Environmental footprint analysis • whep

What is a footprint analysis?

A footprint analysis answers the question: “How much of an environmental pressure (land, water, emissions…) caused in country A is ultimately driven by consumption in country B?”

Modern supply chains are global. Spain might import soybeans from Brazil, feed them to pigs, and export ham to France. A footprint analysis traces these flows backwards through the entire supply chain, so that the environmental cost of growing those soybeans is attributed to the French consumer who ate the ham — not to the Brazilian farmer who grew the beans.

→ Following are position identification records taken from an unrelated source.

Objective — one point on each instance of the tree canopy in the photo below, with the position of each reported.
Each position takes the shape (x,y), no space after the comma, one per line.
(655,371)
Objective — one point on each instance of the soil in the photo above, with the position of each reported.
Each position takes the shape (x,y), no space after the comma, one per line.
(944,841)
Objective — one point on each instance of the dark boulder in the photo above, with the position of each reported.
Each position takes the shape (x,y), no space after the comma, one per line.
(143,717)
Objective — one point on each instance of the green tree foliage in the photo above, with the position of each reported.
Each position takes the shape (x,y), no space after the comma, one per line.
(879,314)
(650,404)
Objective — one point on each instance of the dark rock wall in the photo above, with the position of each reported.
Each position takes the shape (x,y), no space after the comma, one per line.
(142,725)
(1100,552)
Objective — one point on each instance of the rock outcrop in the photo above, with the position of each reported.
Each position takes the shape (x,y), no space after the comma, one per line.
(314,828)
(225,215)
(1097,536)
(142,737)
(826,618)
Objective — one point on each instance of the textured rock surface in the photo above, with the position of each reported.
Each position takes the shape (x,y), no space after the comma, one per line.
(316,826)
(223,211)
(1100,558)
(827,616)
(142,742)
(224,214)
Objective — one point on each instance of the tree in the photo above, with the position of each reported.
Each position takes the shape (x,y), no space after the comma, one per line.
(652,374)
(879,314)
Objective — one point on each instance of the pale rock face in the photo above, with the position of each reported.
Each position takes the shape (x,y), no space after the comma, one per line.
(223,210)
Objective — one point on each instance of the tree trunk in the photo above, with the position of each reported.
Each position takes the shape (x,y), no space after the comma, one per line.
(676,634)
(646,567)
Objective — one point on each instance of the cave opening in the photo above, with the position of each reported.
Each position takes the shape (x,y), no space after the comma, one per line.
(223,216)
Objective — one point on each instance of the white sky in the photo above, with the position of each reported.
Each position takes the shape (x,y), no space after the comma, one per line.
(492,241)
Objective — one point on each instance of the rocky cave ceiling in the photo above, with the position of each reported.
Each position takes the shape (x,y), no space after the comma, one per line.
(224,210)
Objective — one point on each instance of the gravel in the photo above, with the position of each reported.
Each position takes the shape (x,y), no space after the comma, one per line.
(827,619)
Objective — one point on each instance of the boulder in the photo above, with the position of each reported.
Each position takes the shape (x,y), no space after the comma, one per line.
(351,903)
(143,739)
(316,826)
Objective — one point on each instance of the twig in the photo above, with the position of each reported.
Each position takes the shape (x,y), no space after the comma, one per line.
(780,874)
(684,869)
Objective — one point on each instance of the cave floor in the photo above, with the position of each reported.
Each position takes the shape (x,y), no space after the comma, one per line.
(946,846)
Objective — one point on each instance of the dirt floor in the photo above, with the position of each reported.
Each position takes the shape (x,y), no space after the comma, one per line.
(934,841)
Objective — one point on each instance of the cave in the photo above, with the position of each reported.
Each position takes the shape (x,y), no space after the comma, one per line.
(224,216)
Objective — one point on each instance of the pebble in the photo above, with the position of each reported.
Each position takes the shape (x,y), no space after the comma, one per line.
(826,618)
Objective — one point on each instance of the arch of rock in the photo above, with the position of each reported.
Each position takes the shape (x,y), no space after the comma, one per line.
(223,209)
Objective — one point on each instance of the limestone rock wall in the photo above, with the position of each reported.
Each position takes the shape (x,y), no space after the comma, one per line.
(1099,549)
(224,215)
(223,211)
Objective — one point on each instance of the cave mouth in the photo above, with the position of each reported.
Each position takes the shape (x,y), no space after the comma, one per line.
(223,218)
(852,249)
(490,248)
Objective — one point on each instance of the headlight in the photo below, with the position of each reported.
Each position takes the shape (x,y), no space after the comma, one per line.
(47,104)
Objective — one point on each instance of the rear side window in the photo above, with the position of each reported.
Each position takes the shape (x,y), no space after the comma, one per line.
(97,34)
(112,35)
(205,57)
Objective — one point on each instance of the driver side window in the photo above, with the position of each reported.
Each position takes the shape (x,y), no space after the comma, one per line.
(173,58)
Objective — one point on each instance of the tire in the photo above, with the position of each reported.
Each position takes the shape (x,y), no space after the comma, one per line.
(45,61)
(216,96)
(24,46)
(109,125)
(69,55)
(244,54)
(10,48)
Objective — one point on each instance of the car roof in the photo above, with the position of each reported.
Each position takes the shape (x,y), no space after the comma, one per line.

This is done by building a Multi-Regional Input-Output (MRIO) model, a mathematical framework that captures all inter-industry and inter-country linkages in one system of equations.

The three-step pipeline

The whep package implements this in three steps:

build_io_model() — Assemble the MRIO tables from supply-use data, bilateral trade, and commodity balance sheets.
compute_leontief_inverse() — Compute the Leontief inverse, which captures both direct and indirect supply chain linkages.
compute_footprint() — Multiply the Leontief inverse by environmental extension data to trace pressures through to final consumption.

The methodology follows the FABIO model (Bruckner et al., 2019), which builds physical MRIO tables for the global food system.

Concepts and terminology

Before diving into the code, here are the key concepts:

Supply-use tables and process groups

A supply table records how much of each product each process produces. A use table records how much of each product each process consumes as input. Together they describe the technology of the economy.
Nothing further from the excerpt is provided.